Il ne s’agit pas de s’opposer à l’idée de révolution mais de constater qu’elle ne peut pas être un guide pour une activité anticapitaliste inventive: les révolutions sont inéluctables mais surgissent toujours de manière inattendue. La révolution doit rester une inconnue dans l’équation des batailles à mener: à la différence des révolutionnaires, les anticapitalistes apprennent à laisser leur jugement en suspens. De la sorte, ils ne prétendent pas savoir à la place des autres et ces autres ne sont pas réduits à l’état de «victimes» irrationnelles ou d’imbéciles aliénés à éduquer.

Les révolutionnaires se lamenteront: «Mais on n’aura plus de stratégie !» Ce qu’ils appellent stratégie consiste le plus souvent à substituer la pédagogie à la politique: il s’agit d’élever le «niveau de conscience». Triste besogne. Les révolutionnaires connaissent le but final et jugent tout ce qui se passe à la manière dont cela nous en rapproche ou non. La politique devient alors répétitive, toujours en attente du retour du même. On peut épuiser les militants mais aussi les mots d’ordre - et c’est dramatique car ils ne sont pas en nombre infini - en en faisant des rengaines («tous ensemble», «grève générale»). A ce jeu-là le capitalisme n’a pas de mal à être le plus malin.

On peut être radical, savoir que le capitalisme n’est pas réformable et laisser son jugement en suspens. En sachant que ce qui se raréfie - et c’est un des effets destructeurs du capitalisme - c’est la confiance en un avenir digne d’être vécu. Pour raviver cette confiance, il n’y a pas d’autres moyens que de «faire» confiance, de réussir à s’adresser à celles et ceux qui refusent de plier sur un mode qui affirme cette confiance dans leur capacité à fabriquer collectivement des réponses à des situations nouvelles et imprévues.

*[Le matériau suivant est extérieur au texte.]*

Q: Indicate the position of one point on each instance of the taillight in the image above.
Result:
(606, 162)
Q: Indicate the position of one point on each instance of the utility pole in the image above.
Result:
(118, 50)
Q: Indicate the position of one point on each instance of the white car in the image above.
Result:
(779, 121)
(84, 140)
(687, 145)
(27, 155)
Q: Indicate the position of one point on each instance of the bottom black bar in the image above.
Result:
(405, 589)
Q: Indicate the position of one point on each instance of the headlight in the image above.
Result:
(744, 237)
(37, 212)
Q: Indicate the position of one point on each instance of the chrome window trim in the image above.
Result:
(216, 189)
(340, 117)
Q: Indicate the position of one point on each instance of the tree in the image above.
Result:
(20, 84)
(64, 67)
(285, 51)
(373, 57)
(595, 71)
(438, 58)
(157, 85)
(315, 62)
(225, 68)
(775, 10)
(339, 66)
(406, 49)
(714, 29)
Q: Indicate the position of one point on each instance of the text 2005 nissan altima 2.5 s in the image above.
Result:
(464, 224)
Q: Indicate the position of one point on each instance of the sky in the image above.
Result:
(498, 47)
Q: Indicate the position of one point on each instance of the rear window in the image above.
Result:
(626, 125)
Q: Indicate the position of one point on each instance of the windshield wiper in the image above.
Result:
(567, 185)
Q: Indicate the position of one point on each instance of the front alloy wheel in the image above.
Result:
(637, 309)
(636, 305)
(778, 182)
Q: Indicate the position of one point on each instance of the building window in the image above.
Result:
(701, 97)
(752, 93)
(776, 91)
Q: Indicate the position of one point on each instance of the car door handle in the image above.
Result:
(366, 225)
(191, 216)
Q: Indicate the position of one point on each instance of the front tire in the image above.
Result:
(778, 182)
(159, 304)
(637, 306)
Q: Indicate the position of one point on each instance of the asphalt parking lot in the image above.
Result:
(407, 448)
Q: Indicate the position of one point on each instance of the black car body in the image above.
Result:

La question du voile qui secoue le NPA n’est pas seulement un bon exemple mais un obstacle sur lequel le NPA peut se briser. Les anticapitalistes doivent se méfier de deux réflexes propres à la tradition révolutionnaire: «on sait bien ce que veut dire porter un voile», «mais on est prêt à faire preuve de tolérance». Cela donne concrètement: les femmes voilées pourront adhérer au parti mais pas être candidates aux élections. Ainsi croit-on contrebalancer l’avant-gardisme de la première proposition par une tolérance méprisante alors qu’il s’agit de deux fautes graves. Et, du coup, on ne répond pas vraiment à ceux pour qui le voile est insupportable et qui ne sauraient se contenter de tolérance mais sont en droit d’être exigeants.

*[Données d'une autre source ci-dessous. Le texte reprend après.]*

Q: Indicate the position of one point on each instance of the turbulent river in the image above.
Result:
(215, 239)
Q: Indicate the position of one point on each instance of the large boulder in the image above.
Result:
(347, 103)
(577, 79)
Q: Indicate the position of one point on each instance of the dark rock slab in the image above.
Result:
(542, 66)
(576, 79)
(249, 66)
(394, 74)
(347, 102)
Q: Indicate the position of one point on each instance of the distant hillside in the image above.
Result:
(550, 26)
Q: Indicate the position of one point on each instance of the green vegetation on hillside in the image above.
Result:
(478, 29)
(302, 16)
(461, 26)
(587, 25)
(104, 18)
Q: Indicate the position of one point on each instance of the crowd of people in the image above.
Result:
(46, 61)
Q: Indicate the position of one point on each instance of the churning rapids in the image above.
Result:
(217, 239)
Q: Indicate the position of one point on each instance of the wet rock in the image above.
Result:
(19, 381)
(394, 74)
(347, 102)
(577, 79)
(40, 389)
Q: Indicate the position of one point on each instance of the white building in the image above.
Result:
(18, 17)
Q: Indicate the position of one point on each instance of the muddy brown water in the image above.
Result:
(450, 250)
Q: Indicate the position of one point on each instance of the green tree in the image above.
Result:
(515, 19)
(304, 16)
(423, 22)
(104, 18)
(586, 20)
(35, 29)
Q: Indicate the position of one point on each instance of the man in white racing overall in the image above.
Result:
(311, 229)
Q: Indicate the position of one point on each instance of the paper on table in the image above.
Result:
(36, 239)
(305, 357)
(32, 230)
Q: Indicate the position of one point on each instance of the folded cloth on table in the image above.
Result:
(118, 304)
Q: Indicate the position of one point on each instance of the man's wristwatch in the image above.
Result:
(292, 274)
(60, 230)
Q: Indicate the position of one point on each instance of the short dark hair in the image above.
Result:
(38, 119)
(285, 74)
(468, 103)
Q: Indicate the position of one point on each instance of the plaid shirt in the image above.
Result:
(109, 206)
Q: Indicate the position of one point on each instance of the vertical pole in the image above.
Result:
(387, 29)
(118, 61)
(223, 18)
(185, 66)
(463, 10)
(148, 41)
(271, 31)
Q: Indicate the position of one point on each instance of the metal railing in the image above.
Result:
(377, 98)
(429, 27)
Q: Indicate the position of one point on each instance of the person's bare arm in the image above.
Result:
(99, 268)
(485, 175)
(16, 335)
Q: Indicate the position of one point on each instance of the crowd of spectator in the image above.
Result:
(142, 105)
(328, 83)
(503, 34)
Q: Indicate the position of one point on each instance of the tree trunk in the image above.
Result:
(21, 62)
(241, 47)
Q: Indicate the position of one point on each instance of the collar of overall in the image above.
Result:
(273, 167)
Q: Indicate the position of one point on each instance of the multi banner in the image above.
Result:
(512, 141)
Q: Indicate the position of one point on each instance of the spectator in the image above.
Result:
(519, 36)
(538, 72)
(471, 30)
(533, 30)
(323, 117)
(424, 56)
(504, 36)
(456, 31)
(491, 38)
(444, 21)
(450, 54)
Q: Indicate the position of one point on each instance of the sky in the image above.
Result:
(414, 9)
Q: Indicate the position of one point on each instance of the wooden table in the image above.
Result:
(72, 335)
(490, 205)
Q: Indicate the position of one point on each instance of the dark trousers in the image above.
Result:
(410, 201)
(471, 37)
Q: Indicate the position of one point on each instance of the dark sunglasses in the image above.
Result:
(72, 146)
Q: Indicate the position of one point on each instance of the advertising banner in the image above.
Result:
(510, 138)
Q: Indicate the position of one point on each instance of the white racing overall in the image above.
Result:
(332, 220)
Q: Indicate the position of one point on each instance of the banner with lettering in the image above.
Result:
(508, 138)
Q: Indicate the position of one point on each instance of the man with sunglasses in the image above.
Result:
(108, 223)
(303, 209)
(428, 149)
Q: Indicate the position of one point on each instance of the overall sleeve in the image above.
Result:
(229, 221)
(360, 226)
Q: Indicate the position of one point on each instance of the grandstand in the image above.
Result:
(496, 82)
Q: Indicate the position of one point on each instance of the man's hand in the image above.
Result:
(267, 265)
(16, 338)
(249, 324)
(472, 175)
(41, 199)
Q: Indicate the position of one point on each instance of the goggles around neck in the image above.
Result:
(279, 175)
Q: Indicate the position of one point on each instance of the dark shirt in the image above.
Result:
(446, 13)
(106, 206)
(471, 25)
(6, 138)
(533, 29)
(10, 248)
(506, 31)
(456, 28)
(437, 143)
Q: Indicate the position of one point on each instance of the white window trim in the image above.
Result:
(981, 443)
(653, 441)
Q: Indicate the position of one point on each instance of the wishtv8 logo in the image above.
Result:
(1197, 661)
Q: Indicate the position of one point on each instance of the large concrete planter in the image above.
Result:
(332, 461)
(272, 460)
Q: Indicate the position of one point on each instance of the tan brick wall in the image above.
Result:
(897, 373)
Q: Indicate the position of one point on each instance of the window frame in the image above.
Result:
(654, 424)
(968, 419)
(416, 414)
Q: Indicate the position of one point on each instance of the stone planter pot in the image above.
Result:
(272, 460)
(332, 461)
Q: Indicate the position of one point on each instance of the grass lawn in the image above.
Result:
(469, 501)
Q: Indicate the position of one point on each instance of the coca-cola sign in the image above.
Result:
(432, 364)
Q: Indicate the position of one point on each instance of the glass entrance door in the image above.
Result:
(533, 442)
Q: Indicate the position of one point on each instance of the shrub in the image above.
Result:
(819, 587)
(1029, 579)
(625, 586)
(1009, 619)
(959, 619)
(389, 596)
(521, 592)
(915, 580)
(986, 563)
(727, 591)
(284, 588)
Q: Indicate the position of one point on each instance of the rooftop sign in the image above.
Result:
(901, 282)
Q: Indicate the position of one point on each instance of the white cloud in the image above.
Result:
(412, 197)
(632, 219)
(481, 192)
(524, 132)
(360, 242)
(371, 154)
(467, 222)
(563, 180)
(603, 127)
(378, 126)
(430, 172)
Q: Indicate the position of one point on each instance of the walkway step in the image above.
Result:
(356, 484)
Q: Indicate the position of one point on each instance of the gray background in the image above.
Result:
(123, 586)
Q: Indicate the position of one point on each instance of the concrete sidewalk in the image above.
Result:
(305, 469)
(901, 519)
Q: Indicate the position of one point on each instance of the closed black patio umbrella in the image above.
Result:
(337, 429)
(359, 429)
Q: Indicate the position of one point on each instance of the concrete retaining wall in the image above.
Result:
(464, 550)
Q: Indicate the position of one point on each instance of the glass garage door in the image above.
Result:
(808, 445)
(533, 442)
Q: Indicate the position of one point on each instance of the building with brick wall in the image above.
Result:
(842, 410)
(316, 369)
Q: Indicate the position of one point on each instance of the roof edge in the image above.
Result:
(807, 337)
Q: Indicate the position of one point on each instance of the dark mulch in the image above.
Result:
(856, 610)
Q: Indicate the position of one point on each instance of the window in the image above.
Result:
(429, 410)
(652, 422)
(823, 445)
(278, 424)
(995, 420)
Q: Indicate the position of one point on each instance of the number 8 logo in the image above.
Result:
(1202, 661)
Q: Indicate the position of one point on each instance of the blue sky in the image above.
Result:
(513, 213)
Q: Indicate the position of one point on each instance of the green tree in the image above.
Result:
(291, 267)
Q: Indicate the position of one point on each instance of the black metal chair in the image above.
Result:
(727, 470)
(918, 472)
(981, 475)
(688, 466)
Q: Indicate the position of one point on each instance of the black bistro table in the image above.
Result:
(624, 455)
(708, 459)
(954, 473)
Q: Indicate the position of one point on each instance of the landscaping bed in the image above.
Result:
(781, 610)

L’anticapitalisme ne doit pas partir de la faiblesse des personnes mais de leurs points forts. Il propose un petit déplacement lourd de conséquences: peut-être que l’on ne sait pas tout des raisons pour lesquelles des femmes en France décident de se voiler. Ce qui importe alors est la création de dispositifs qui permettent d’en parler et d’apprendre collectivement, d’inventer une position commune avec les premières concernées en ne faisant surtout pas preuve à leur égard de tolérance mais d’exigence, c’est-à-dire sans les traiter comme des victimes incapables d’avoir une parole intelligente, articulée, qui obligerait les «révolutionnaires» à parler à leur place.

Le problème est d’arriver à ce que les multiples intelligences à l’œuvre dans le combat anticapitaliste puissent être à l’origine d’une intelligence collective, un parti. Cela suppose des modes de fonctionnement inédits, avec une prime permanente à la créativité. Les difficultés du NPA montrent que tout reste à inventer mais c’est indispensable. Après le voile, il y aura d’autres épreuves bien plus redoutables.

* Philippe Pignarre, éditeur, a publié entre autres: Être anticapitaliste aujourd’hui. Les éfis du NPA, Ed. La Découverte (2009); La sorcellerie capitaliste. Pratiques de désenvoûtement (avec Isabelle Stengers), Ed. La Découverte (2007); Le grand secret de l’industrie pharmaceutique, Ed. La Découverte (2004).